Con la consapevolezza, sia chiaro, che è infinitamente più semplice commentare ex post un' avventura piuttosto che partorirne il soggetto e curarne l' intreccio.
Anzi, sono proprio due attività distanti e incompatibili, essendo quest' ultima l' acme della creatività, mentre l' altra -nella migliore delle ipotesi- un esercizio di stile basato su categorie più o meno analitiche.
In questa avventura di Casty, le zampate del Genio sono tante:
- grafiche, come la citata splash-page della 32.ma tavola, o come le sapienti ombreggiature con cui viene disegnata la villa in vendita;
- narrative, come l' ultima tavola di "alleggerimento", tutt' altro che superflua, ma anzi volta a sottolineare la potenza della conclusione della vicenda di Odoard Crunch decomprimendo l' azione ed accompagnando il lettore verso il finale;
- linguistico-sintattiche, come il godibile, spassoso nome dell' agente immobiliare, o come gli equivoci balloon ("aiuto!") di Pippo dai quali viene richiamato Topolino.
A mio avviso, geniale poi che i soggetti dei quadri non si esauriscano con l' amore non corrisposto rappresentato dalla Ragazza dei Miei Sogni, ma siano arricchiti dal candore fanciullesco / inquietante desolazione espressi dal clown, classico elemento narrativo-letterario del genere orrorifico.

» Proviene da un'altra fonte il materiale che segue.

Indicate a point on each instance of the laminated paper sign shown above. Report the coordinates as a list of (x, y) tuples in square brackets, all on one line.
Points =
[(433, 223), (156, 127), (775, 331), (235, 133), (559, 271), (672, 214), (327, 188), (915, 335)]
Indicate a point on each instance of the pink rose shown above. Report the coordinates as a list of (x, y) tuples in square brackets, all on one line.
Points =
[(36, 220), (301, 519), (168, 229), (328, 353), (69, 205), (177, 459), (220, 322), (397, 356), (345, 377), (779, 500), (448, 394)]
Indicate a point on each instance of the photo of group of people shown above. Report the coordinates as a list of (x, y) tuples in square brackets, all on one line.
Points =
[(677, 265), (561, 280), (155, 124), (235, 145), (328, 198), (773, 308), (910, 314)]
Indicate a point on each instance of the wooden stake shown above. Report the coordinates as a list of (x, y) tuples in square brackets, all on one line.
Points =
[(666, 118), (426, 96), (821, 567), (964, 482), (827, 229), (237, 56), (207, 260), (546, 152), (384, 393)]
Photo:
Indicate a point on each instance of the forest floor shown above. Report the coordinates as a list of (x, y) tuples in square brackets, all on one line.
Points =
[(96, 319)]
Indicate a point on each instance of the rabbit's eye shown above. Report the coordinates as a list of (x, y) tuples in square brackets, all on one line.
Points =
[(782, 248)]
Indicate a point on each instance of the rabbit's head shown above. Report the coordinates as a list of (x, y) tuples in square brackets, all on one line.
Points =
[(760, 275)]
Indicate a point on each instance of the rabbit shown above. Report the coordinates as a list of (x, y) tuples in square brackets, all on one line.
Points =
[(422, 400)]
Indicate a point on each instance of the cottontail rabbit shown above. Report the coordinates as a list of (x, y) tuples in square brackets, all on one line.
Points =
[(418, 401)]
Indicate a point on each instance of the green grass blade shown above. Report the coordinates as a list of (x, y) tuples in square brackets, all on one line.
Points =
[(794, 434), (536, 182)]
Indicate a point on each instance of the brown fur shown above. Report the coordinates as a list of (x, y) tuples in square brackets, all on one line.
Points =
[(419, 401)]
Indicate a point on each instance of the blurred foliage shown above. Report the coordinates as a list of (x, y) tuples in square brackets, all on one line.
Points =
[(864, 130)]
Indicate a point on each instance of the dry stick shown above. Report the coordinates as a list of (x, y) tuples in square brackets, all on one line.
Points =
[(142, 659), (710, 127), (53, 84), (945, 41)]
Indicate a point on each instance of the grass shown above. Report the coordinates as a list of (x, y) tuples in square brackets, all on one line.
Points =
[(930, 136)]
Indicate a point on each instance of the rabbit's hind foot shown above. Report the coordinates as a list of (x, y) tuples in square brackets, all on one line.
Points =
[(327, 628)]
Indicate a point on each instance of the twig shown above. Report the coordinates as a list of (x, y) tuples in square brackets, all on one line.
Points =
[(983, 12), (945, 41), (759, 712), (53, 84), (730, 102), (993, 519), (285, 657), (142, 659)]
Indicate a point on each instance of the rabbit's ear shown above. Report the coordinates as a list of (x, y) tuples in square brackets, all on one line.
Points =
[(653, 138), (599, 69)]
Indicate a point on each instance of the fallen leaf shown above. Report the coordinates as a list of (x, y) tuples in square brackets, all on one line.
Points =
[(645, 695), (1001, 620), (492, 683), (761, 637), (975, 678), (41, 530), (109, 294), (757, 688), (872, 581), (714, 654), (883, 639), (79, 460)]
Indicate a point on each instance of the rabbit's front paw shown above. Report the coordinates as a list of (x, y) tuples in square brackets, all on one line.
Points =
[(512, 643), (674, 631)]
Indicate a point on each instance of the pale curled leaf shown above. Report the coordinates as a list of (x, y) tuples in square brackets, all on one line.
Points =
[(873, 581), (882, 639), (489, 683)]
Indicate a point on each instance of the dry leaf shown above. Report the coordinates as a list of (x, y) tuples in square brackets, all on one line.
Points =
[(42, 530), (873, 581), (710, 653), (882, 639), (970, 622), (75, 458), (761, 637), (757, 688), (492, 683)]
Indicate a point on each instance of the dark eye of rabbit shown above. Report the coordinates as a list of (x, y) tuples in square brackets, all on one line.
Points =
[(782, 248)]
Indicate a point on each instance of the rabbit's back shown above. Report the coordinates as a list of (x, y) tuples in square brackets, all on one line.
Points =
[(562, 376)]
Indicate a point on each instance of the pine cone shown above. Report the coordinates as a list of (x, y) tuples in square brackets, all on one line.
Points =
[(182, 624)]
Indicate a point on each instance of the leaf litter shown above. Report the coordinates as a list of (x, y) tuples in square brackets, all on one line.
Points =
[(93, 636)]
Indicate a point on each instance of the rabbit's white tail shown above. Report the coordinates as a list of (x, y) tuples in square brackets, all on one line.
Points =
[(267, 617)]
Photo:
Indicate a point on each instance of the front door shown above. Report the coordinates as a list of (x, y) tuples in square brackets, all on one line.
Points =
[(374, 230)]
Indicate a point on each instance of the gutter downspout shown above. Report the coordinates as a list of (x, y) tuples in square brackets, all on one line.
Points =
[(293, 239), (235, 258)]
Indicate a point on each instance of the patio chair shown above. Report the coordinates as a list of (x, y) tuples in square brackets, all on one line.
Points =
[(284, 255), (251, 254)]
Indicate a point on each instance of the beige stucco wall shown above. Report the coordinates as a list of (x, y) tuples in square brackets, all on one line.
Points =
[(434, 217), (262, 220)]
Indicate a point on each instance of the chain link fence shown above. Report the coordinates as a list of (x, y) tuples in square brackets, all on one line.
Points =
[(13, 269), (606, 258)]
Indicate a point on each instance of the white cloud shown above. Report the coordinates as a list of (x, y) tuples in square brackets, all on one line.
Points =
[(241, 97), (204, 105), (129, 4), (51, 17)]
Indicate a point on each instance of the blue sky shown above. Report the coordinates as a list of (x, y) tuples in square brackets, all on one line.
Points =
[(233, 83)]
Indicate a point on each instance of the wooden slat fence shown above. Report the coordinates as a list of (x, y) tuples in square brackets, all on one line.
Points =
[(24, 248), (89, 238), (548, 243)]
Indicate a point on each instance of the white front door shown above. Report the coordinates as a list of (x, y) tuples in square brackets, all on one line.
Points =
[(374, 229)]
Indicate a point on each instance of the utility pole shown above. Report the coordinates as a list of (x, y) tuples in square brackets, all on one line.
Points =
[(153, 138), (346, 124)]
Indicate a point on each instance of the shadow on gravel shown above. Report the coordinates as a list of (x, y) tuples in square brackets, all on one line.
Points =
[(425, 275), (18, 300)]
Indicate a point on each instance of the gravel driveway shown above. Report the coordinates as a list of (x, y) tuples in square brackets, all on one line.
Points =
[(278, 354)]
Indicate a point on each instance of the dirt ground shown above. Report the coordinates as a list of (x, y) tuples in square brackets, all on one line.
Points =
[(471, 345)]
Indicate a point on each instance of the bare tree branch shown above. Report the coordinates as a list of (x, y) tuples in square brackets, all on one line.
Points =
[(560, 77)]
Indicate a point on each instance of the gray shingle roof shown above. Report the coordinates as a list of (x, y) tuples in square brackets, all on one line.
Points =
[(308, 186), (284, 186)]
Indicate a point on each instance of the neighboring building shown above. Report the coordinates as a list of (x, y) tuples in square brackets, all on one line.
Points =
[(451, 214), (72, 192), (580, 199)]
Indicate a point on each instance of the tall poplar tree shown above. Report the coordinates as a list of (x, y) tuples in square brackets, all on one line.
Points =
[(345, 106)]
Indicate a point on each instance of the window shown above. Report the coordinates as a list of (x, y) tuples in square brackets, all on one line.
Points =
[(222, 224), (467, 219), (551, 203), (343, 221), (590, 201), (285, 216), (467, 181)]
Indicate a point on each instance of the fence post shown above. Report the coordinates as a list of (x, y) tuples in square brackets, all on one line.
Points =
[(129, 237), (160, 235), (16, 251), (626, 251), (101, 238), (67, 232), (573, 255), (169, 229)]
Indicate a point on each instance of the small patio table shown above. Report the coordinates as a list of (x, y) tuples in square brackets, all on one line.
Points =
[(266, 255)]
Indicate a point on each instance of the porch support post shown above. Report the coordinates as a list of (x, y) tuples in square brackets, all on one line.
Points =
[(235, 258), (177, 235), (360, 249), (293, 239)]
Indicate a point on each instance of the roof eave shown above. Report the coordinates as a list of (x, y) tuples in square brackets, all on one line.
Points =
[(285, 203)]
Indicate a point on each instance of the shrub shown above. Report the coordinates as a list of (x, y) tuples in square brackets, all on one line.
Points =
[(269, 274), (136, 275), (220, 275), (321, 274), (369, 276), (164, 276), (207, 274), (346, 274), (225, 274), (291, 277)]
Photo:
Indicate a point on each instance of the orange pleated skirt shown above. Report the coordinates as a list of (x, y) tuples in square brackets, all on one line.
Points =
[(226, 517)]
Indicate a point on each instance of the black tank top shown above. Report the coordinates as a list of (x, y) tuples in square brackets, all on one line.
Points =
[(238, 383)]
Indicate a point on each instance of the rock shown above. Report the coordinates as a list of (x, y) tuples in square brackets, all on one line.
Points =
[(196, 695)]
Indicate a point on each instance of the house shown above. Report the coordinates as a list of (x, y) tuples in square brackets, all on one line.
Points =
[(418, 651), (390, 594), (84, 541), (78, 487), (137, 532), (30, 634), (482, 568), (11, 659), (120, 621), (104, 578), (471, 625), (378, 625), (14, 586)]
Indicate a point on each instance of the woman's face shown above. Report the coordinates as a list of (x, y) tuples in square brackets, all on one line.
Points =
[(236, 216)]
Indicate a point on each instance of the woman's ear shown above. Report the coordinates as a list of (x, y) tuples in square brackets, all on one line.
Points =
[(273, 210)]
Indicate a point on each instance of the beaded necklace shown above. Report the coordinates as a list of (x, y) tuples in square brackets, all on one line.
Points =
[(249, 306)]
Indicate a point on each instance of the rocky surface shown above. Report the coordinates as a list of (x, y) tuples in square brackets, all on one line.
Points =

Eppure... eppure... questa avventura non diventa un capolavoro proprio per lo scivolamento verso l' affrettata risoluzione della vicenda e il precipitoso finale.
Il sospetto, come già suggerito, è che il buon Casty abbia dovuto rispettare logiche editoriali che hanno ingabbiato in 35 tavole un plot che avrebbe meritato più ampio respiro.
Per quanto riguarda invece l' inghippo della mancata distruzione dei quadri, della cui esistenza tutti in paese sono al corrente (tavv. 7-8) eccetto Odoard e Susanna (titolare dell' emporio, e quindi ben calata nella realtà locale), trovo che rappresenti proprio il vulnus dell' intera vicenda.
Si è lungamente dibattuto nel merito qui sopra, e forse è solo una questione di sensibilità personale ciò che io e qualche altro riteniamo un inciampo narrativo.
Ma secondo me Casty, perfezionista abituato a meccanismi svizzeri di incastro nelle avventure più "epiche", non può essere scivolato su un intreccio, diciamo così, più alla Frank Capra.
Ho letto -e riletto!- questa sua avventura, ed ogni volta mi viene da esclamare quel che disse Cantor enunciando il suo più famoso teorema : "Lo vedo ma non ci credo!".